Epílogo

—Qué mujer más basta y ordinaria, no entiendo cómo la gente hizo caso de sus invenciones —decía el hermano Michaelo.

John Thoresby sonrió al conocer la humillación de Alice Baker.

—Se merece que la consideren marcada durante muchos años, no tengo dudas. Me alegro de la acción de la tabernera.

—Eso me recuerda que debemos encargar un barril de la magnífica cerveza de su esposo. Los hombres del duque consumieron lo que quedaba.

Un criado asomó la cabeza por la puerta.

—Eminencia, ha llegado el señor Gisburne.

Thoresby había invitado a John Gisburne al palacio, atrayéndolo con la excusa de las restauraciones previstas.

Michaelo sonrió.

—Tengo listos pluma y papel.

Debía caminar detrás de ellos, tomando nota de los materiales que Gisburne aceptara conseguir.

—Entonces procedamos.

Thoresby terminó su bebida y se puso de pie, alisándose las arrugas de su formal vestimenta. La ciudad se ponía desagradable, demasiado húmeda para su gusto. Se iría a Bishopthorpe por la mañana.

Gisburne hizo una pronunciada reverencia, se llevó una mano llena de joyas al corazón y luego besó el anillo de Thoresby. Olía a lavanda y rosas. Qué hombre tan rebuscado. Pero era mejor que oler a sudor.

Los tres caminaron por el palacio; Gisburne ofrecía comentarios todo el tiempo: qué hacía falta, cómo podría obtenerlo para el arzobispo, y Michaelo tomaba notas. Thoresby sabía que el hombre era un mercader en el sentido más amplio del término, que tocaba muchos palos. Pero no tenía noción de lo lejos que Gisburne arrojaba sus redes. Aun así, el arzobispo reconoció la cháchara nerviosa de alguien que espera controlar la conversación.

Cuando terminaron el recorrido, Thoresby invitó a Gisburne a pasar a la sala a tomar vino. Michaelo se retiró.

—Mi propósito al invitaros no era sólo hablar de negocios. O más bien, no solamente tratar el asunto de la restauración del palacio —comenzó Thoresby—. Me he enterado de la relación de vuestro padre con Douglas Sutton. —Extrajo la carta, perdida durante tanto tiempo, de debajo de una pila de documentos que había sobre la mesa que tenía al lado; disfrutaba observando el temor que amargaba la expresión de su huésped.
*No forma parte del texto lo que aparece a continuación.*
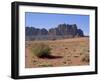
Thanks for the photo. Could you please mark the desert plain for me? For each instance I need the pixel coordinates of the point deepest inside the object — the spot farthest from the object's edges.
(65, 52)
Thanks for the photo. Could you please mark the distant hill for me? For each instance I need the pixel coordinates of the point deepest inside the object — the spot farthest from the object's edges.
(61, 31)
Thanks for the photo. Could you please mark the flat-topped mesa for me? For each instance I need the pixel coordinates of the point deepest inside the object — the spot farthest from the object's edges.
(62, 30)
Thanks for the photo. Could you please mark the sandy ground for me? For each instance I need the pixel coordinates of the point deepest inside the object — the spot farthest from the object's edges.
(66, 52)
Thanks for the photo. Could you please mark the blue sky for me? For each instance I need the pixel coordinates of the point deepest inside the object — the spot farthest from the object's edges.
(48, 20)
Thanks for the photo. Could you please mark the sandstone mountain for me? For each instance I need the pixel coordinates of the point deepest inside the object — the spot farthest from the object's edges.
(62, 30)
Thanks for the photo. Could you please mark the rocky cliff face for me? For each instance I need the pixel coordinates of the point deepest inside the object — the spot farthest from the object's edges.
(61, 30)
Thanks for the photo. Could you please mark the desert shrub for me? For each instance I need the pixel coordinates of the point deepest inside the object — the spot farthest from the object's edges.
(85, 58)
(41, 50)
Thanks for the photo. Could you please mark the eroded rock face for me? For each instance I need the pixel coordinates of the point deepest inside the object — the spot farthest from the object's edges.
(61, 30)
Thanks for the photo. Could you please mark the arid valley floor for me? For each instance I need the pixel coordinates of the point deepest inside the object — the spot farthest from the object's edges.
(65, 52)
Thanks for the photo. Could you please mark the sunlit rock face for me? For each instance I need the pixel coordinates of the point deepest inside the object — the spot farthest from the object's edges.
(61, 31)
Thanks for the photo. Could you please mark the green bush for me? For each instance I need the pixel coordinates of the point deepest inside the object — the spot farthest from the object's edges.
(41, 50)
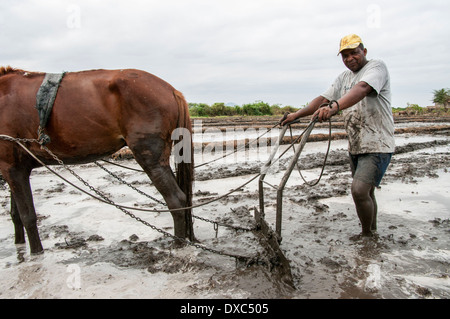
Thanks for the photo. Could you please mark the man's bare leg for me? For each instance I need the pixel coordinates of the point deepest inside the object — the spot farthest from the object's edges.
(366, 206)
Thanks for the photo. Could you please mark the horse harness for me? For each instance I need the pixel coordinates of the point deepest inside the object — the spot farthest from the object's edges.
(45, 98)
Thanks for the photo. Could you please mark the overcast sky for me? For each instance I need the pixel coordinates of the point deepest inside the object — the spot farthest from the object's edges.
(237, 51)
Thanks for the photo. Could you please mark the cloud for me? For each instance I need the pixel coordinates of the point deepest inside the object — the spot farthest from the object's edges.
(241, 51)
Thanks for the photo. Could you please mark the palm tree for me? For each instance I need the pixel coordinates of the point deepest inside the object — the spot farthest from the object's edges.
(442, 96)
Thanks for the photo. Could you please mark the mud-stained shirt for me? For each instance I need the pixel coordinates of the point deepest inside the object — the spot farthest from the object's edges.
(369, 123)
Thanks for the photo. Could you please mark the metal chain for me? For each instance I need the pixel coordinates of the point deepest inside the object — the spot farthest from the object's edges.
(247, 259)
(164, 204)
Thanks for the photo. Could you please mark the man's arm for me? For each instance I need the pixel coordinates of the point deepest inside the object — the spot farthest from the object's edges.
(355, 95)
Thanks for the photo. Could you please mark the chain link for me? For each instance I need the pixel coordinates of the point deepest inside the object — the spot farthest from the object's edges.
(247, 259)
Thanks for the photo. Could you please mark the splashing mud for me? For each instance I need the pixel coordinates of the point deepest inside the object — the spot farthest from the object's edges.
(94, 251)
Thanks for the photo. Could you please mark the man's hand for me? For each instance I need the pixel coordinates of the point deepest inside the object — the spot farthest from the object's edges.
(289, 118)
(325, 113)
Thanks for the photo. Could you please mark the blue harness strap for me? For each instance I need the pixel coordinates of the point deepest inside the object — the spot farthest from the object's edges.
(45, 98)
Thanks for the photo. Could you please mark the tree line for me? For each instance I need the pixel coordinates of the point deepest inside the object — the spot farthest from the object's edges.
(251, 109)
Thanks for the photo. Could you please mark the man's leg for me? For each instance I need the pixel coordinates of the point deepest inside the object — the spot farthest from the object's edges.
(375, 211)
(366, 206)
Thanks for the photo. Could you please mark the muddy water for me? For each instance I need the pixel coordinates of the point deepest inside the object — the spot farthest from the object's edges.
(93, 251)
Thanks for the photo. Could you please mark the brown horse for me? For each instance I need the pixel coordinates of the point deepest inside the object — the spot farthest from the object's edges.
(95, 114)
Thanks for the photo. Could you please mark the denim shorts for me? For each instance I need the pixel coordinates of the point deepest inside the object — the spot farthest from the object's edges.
(370, 168)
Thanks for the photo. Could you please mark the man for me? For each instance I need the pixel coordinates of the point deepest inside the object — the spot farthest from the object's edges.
(363, 93)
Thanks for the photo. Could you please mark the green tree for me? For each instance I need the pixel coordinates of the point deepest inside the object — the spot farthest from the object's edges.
(442, 96)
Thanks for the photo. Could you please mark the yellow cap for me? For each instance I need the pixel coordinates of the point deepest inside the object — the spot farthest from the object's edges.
(351, 41)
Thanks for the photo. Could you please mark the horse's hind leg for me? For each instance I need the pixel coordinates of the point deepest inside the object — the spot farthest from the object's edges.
(149, 153)
(19, 183)
(18, 226)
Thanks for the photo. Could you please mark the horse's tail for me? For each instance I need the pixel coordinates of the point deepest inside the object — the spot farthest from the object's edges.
(185, 167)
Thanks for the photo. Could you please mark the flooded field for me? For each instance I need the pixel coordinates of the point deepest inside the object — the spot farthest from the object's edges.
(93, 250)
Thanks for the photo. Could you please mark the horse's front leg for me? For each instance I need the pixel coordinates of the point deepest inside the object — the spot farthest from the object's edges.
(19, 183)
(18, 226)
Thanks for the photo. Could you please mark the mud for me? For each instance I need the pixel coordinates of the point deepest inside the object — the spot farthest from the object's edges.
(94, 251)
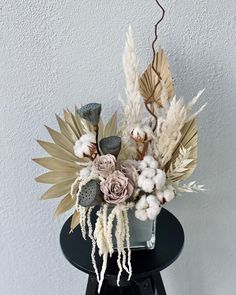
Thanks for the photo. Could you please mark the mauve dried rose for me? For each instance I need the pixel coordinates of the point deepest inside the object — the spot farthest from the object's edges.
(104, 165)
(117, 188)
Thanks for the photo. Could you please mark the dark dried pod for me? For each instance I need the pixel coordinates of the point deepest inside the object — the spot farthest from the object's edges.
(91, 112)
(90, 194)
(111, 145)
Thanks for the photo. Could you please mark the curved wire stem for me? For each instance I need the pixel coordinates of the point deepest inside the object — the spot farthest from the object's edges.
(153, 66)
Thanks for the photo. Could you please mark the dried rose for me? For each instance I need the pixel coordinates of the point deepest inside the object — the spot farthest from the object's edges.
(104, 165)
(117, 188)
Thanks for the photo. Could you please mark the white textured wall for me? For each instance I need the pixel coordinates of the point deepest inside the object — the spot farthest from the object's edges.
(55, 54)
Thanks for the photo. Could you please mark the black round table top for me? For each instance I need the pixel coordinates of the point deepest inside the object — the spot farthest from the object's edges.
(169, 244)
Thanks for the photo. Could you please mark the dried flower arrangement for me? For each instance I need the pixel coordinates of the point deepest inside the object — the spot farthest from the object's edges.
(138, 166)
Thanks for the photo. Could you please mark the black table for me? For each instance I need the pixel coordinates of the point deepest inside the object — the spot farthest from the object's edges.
(146, 264)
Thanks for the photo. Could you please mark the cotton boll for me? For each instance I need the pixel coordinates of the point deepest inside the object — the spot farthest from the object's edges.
(148, 159)
(169, 195)
(149, 133)
(142, 165)
(149, 172)
(85, 172)
(160, 196)
(142, 203)
(160, 179)
(141, 179)
(78, 150)
(153, 164)
(148, 185)
(152, 201)
(141, 215)
(88, 137)
(152, 212)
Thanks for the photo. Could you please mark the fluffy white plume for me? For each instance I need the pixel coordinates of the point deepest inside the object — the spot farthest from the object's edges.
(133, 105)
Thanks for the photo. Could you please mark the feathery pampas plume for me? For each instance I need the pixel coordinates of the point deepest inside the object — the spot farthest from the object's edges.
(133, 105)
(169, 133)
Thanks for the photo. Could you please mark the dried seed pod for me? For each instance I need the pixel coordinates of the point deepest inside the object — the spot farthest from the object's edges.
(91, 112)
(111, 145)
(90, 194)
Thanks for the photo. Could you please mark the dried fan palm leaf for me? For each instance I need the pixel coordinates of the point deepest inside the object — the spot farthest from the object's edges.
(149, 79)
(66, 204)
(63, 163)
(75, 221)
(188, 140)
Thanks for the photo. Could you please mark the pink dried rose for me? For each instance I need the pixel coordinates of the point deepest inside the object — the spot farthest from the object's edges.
(117, 188)
(104, 165)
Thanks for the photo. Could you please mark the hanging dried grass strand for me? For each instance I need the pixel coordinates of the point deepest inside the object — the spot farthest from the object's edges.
(119, 243)
(83, 212)
(153, 66)
(124, 254)
(90, 234)
(127, 237)
(111, 219)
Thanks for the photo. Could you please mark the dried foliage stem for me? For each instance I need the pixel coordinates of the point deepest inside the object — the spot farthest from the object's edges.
(153, 66)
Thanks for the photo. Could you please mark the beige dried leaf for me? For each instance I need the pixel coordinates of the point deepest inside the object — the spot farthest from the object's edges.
(66, 204)
(75, 221)
(149, 79)
(188, 140)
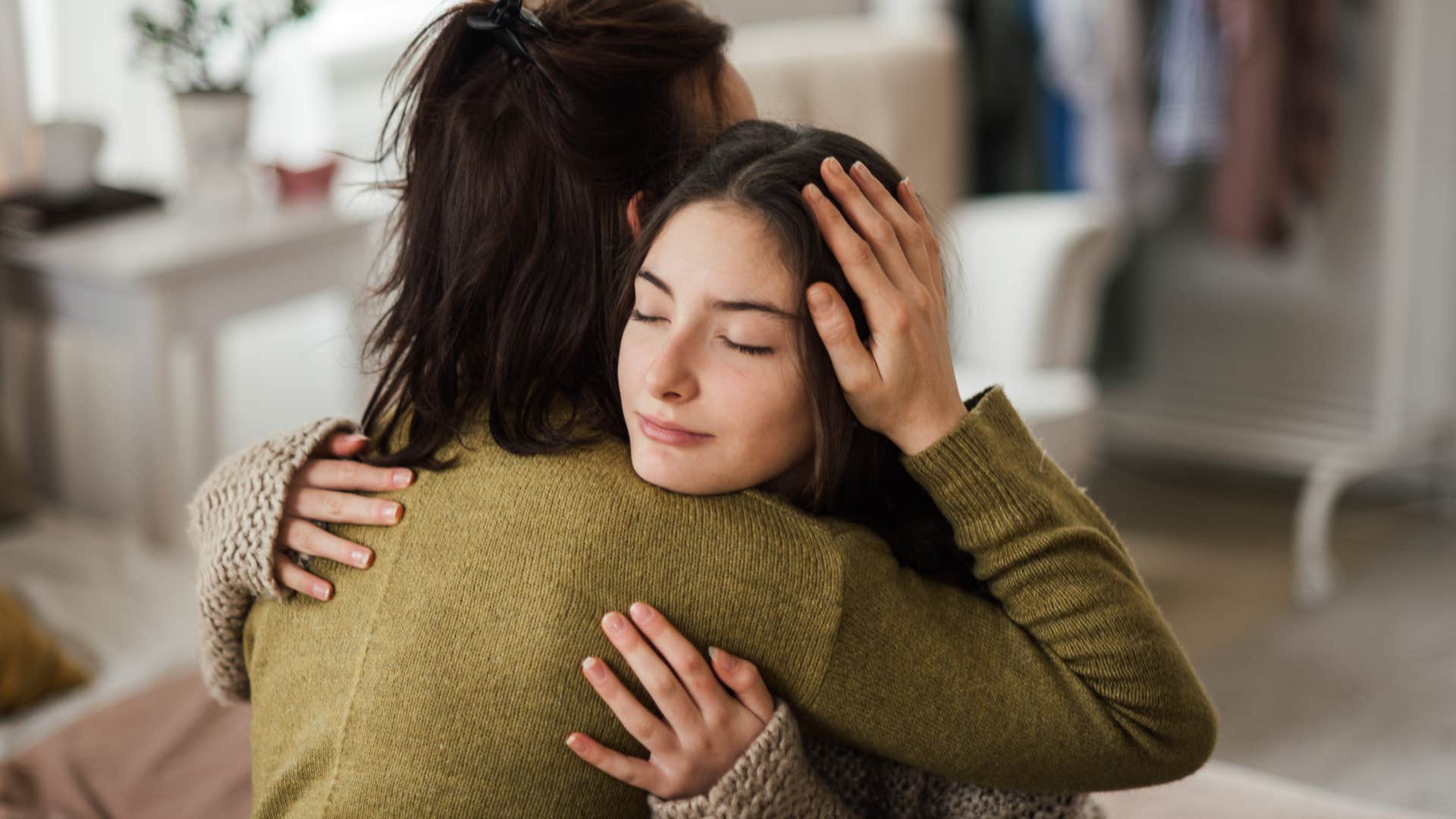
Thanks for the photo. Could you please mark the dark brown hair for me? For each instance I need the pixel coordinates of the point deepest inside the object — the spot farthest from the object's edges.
(858, 475)
(510, 228)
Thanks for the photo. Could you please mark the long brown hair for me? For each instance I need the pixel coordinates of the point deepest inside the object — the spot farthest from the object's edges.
(510, 228)
(856, 475)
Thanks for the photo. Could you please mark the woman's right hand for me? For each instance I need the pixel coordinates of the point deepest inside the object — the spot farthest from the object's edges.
(903, 382)
(324, 491)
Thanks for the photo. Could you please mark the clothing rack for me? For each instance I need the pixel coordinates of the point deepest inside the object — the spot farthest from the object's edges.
(1331, 362)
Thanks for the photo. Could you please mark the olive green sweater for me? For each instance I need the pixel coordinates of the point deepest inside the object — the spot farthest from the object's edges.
(443, 681)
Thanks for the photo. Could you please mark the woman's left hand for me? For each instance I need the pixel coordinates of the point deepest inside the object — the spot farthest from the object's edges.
(708, 726)
(903, 382)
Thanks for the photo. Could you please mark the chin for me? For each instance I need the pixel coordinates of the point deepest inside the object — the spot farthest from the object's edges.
(676, 472)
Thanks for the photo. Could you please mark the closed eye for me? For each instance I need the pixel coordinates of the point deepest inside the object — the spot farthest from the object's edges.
(639, 316)
(748, 349)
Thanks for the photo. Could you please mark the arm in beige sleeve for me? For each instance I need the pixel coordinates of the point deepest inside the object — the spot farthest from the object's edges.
(1066, 679)
(774, 777)
(234, 525)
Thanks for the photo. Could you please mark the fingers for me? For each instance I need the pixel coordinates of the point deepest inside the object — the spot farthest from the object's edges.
(685, 657)
(658, 679)
(343, 507)
(310, 539)
(637, 773)
(745, 681)
(337, 474)
(854, 365)
(341, 445)
(908, 231)
(632, 714)
(868, 221)
(854, 254)
(294, 577)
(935, 275)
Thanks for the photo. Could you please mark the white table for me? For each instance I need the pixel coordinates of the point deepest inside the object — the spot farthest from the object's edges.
(161, 276)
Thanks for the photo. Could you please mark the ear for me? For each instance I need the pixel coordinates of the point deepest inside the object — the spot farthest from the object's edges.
(635, 213)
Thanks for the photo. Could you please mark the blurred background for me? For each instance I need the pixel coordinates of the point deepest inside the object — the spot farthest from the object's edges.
(1207, 245)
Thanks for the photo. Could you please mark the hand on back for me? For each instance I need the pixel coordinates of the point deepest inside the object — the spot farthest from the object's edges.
(712, 708)
(325, 490)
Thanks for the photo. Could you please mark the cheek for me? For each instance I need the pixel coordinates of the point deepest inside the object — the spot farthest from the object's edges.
(632, 357)
(774, 411)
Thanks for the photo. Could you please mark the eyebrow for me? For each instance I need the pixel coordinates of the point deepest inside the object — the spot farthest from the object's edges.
(739, 305)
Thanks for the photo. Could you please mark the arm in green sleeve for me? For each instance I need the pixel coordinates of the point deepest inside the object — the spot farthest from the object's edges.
(1068, 681)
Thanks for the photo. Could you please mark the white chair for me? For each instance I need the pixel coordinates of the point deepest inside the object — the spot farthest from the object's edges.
(1024, 311)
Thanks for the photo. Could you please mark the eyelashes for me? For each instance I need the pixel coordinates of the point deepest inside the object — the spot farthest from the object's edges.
(639, 316)
(746, 349)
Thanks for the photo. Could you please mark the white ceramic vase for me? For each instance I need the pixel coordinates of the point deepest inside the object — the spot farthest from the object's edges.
(215, 136)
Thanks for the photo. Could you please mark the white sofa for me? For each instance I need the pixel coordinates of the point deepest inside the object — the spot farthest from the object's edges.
(1027, 299)
(1031, 268)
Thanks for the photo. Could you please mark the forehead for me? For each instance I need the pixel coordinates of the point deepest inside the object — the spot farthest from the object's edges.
(723, 251)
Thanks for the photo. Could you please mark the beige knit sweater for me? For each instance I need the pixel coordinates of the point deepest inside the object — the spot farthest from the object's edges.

Gisburne no dijo nada, aunque tenía la mandíbula floja.

—Entiendo que fuisteis muy servicial con el ladrón Harold Galfrey.

—¿De qué me estáis acusando? —preguntó Gisburne.

—Se dice que os gustaría ser alcalde. Vos, que no pudisteis mantener el puesto de alguacil. Esperabais comprar el apoyo del regidor Bolton, ¿no es verdad?

Gisburne, de pronto, intentó arrebatarle el pergamino.

Thoresby lo alejó de su alcance. En aquel momento, Gisburne se mostraba tal cual era.

—¿Por quién os enterasteis de que existía la carta? ¿Por vuestra madre?

Gisburne tenía una mirada ceñuda.

—No admito nada.

—Muchos hombres escribieron cartas en aquella época. Incluso eclesiásticos. Abades. Pero la gente se ha olvidado de eso. Uno de estos días quedaréis atrapado en vuestra red de engaños, Gisburne. —El arzobispo miró fijamente al mercader ddurante un buen rato—. Pero por ahora, sois un hombre rico con un gran pecado en vuestra conciencia. Y yo soy un viejo que tiene una tumba que construir. Éste es el asunto que deseo discutir. Si soy lo bastante generoso, hasta podría encontrar la manera de permitiros entregar la carta a Bolton. —Sonrió mientras un remolino de emociones pasaba por el rostro del mercader. Lo tenía donde quería.